Why I Admire CEOs of Small, Privately Held Companies

All Blog Posts, Vistage Peer Groups / 04.02.2011

Recently I attended a 30th anniversary celebration honoring 3 colleagues from my former company, PDI Ninth House.  Like me, they had spent most of their careers working with Global 1000 firms all over the world.  We shared memories of jet setting around the globe, working with top executives at major companies throughout the US, Asia, Europe, and the Middle East.

People were naturally curious about why, with all of my Global 1000 Company experience, I preferred to work with CEOs of small privately held companies.  The short answer to that question is that I admire their courage and their total commitment to the success of their business and their people.

Jay Goltz expands upon this point in a New York Times article entitled “There are Two Kinds of CEOs” that appeared February 2, 2011.  The article features a conversation between the writer and Rafael Pastor, the chairman and chief executive of Vistage, a leading organization of chief executives.  They agreed that one of the biggest differences between CEOs of big public companies and CEOs who run small privately held companies is how connected the CEO is to the success of the business.  While CEOs of both types of companies have significant upside consequences, the consequences of a business downturn are far more severe for the small private company CEO. 

As Jay Goltz explains:

“When things get tough, instead of getting multimillion-dollar payouts to quit, many small-company C.E.O.’s are compelled to put even more money into the business. Mr. Pastor of Vistage recently polled the organization’s members on this question: “During this economic downturn, did you at any time pledge personal assets or invest personal money into your company to help weather the storm?” Forty-six percent said yes.
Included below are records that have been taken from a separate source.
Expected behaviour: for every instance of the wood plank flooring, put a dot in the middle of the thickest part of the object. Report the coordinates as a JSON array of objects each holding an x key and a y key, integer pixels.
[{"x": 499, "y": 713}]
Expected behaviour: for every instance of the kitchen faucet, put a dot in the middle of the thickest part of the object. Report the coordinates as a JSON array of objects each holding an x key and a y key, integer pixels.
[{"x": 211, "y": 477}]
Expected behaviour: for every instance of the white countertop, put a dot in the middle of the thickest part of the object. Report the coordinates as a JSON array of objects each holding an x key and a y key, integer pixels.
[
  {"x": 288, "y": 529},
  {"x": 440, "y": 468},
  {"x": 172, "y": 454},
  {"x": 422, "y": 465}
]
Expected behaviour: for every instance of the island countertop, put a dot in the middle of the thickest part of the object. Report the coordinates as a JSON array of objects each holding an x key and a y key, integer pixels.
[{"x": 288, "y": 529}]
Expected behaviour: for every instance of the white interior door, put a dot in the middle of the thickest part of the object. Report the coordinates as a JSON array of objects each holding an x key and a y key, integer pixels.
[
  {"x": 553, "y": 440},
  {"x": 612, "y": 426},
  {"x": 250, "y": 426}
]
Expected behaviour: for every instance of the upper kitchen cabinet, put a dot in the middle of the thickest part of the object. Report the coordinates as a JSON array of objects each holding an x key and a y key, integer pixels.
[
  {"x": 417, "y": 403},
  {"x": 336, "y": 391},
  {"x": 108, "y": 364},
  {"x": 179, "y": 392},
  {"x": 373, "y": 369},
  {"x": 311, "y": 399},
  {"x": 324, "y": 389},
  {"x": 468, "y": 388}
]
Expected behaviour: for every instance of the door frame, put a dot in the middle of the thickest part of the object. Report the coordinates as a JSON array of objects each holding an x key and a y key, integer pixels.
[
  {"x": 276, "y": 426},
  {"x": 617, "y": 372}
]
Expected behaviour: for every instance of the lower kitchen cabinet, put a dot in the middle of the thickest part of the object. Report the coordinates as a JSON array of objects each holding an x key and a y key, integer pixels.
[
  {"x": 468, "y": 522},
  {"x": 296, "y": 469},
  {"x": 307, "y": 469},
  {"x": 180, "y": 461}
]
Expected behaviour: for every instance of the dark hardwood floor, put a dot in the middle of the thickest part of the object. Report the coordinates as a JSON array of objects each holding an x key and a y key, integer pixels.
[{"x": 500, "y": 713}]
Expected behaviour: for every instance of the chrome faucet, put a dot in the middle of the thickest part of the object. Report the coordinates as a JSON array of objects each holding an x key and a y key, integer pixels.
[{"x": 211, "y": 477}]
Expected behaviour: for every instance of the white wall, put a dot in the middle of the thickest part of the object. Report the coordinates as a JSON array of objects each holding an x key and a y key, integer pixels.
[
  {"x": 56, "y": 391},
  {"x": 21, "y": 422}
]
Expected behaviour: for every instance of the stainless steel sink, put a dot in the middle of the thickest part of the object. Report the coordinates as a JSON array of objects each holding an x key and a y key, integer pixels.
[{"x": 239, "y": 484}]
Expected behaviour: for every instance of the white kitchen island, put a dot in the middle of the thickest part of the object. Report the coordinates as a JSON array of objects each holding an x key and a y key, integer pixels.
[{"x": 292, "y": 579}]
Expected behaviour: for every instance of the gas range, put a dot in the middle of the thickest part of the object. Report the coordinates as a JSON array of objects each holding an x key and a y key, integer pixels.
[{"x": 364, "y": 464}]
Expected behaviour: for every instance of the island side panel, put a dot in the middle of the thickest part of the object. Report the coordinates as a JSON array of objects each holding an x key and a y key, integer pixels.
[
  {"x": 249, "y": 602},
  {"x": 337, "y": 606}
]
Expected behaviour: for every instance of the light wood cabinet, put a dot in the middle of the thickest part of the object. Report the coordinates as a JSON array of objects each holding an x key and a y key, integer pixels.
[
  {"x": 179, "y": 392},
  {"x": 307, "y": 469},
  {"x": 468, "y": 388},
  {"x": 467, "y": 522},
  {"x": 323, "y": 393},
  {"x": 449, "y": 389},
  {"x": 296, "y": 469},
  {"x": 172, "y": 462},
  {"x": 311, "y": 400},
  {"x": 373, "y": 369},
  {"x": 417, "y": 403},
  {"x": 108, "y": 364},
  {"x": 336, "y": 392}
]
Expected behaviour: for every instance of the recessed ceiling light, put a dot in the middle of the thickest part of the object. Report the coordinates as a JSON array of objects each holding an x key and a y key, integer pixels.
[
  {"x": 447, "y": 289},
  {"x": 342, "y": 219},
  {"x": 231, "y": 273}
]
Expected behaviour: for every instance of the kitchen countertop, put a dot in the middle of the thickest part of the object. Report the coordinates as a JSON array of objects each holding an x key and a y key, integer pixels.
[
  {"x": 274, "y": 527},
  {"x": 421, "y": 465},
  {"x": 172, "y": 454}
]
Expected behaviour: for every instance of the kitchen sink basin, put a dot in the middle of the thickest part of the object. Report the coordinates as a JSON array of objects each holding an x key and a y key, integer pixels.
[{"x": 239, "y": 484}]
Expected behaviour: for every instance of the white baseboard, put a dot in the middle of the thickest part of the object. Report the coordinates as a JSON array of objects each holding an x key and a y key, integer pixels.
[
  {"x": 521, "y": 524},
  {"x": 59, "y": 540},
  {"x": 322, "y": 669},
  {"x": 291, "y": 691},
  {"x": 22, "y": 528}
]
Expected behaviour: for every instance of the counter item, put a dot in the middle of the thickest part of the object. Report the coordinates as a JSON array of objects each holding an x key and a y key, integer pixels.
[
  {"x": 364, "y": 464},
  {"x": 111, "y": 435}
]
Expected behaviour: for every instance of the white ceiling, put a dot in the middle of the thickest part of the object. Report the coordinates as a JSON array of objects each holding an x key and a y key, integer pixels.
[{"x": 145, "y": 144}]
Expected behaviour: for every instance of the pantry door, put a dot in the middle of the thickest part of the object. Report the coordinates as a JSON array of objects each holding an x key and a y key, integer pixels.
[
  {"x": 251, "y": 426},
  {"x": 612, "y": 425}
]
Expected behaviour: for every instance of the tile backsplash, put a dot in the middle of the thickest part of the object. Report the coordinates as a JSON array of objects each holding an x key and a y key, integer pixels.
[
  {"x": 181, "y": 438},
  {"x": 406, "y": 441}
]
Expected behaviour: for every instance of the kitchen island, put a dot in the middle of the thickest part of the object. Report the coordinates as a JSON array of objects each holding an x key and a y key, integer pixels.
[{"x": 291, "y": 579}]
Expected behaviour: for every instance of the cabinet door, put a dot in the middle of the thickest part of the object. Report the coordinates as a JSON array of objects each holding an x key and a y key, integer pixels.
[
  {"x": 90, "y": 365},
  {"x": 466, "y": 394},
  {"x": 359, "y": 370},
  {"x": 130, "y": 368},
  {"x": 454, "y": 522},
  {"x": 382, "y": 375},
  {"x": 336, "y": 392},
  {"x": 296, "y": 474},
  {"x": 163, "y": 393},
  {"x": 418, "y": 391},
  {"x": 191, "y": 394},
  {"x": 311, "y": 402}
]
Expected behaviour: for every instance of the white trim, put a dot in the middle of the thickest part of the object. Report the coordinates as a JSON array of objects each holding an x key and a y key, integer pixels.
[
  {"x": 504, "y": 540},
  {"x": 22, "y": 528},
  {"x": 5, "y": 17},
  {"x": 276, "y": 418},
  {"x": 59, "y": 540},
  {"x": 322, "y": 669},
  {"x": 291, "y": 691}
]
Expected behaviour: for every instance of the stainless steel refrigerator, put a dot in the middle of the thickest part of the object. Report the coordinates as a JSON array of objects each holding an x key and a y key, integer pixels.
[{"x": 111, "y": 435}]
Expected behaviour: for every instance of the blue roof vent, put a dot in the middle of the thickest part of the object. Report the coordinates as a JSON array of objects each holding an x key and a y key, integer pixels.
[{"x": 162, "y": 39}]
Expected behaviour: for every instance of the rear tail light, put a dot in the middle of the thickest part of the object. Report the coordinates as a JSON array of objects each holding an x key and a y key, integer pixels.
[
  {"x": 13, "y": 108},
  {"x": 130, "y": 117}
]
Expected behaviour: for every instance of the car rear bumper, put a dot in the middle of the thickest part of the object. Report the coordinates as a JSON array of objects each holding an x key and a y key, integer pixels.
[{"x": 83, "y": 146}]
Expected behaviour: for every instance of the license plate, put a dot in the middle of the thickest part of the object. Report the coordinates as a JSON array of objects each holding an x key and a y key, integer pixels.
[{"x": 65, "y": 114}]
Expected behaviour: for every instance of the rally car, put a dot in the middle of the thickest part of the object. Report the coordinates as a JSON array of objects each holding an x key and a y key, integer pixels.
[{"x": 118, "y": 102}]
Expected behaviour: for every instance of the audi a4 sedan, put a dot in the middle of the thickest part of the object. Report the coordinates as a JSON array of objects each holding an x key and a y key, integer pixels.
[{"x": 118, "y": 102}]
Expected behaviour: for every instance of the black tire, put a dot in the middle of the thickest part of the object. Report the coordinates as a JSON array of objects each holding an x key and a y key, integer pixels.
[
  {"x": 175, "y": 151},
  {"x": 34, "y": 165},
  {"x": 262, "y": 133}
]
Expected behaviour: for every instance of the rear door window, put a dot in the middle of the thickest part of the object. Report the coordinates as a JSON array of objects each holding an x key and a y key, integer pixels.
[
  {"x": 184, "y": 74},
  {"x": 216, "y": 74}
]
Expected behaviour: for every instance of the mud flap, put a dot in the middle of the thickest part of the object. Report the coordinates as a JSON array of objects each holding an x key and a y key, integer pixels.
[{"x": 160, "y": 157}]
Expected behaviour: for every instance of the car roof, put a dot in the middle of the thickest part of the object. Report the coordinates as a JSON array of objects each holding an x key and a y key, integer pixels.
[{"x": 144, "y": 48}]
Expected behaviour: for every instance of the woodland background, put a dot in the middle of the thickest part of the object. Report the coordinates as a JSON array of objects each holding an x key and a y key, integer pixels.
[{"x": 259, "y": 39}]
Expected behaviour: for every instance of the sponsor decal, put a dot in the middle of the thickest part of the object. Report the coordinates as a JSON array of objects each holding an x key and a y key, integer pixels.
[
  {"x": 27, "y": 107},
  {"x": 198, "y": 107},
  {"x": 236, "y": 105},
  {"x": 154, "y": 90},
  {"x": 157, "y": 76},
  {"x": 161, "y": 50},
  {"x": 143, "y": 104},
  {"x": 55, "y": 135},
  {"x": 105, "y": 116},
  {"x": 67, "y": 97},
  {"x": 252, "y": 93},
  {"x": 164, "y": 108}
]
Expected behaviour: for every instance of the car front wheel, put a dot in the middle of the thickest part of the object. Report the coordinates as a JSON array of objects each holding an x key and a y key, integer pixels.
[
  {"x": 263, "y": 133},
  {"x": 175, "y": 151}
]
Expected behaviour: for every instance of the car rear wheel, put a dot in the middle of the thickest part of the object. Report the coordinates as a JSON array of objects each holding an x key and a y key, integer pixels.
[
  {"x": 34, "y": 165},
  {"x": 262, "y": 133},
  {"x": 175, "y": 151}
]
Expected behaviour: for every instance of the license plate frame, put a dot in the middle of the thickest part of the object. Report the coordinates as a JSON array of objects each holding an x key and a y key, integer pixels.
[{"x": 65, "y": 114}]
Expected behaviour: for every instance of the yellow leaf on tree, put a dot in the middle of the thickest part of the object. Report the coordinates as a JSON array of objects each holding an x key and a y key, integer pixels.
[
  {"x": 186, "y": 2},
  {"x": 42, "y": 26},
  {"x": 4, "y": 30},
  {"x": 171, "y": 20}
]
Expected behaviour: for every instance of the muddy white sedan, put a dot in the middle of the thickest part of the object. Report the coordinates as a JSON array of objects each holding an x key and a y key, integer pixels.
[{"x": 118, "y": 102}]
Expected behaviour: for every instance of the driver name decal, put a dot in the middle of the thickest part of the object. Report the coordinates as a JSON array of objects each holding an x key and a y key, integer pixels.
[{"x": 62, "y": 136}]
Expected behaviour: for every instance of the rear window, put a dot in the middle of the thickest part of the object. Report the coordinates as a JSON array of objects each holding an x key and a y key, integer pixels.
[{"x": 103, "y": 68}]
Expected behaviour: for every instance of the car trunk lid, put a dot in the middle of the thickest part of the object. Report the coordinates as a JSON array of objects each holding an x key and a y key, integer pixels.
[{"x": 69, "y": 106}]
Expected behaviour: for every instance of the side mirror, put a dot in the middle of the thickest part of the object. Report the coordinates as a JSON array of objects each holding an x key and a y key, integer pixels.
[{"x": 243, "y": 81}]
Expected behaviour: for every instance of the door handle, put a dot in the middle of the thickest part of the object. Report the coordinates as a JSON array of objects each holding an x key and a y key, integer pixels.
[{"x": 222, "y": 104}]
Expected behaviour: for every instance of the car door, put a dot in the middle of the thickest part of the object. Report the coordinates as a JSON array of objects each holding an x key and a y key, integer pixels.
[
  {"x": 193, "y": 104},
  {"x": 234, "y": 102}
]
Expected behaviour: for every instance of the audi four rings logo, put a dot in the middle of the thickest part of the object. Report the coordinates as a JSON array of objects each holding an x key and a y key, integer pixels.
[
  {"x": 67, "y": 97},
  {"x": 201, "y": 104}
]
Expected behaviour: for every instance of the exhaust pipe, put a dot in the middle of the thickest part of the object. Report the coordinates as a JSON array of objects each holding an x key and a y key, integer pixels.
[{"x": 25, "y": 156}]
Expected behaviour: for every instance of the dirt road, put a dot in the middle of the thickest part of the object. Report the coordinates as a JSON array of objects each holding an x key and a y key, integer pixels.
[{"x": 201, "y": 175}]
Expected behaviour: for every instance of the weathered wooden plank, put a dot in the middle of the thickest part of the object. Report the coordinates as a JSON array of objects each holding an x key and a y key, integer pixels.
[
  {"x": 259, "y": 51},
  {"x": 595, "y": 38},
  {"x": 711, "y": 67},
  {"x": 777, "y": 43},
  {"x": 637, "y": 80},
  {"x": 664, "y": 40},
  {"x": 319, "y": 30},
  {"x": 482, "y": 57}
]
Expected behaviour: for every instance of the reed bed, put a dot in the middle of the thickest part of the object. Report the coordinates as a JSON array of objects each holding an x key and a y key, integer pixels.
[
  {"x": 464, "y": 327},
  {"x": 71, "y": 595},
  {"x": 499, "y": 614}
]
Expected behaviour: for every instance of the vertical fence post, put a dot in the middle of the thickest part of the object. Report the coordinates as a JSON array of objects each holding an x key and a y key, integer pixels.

To many, betting the house may seem an insane risk to take. And maybe it is. But if small-business owners weren’t willing to take that risk, there would be far fewer small businesses in America. You see, many entrepreneurs are what I would call “all in”: all of their money, most of their time, and most of their ego and self worth and pride are involved. Sometimes they put too much in, at the expense of their families and general well-being.

But the fact is that when small company chief executives fail, they often face dire consequences. And that’s an aspect of business ownership that is rarely noted in the glamorized view of entrepreneurship that we frequently see portrayed. Nor is it fully understood by public officials who always seem eager to have small businesses borrow more aggressively and hire more aggressively.”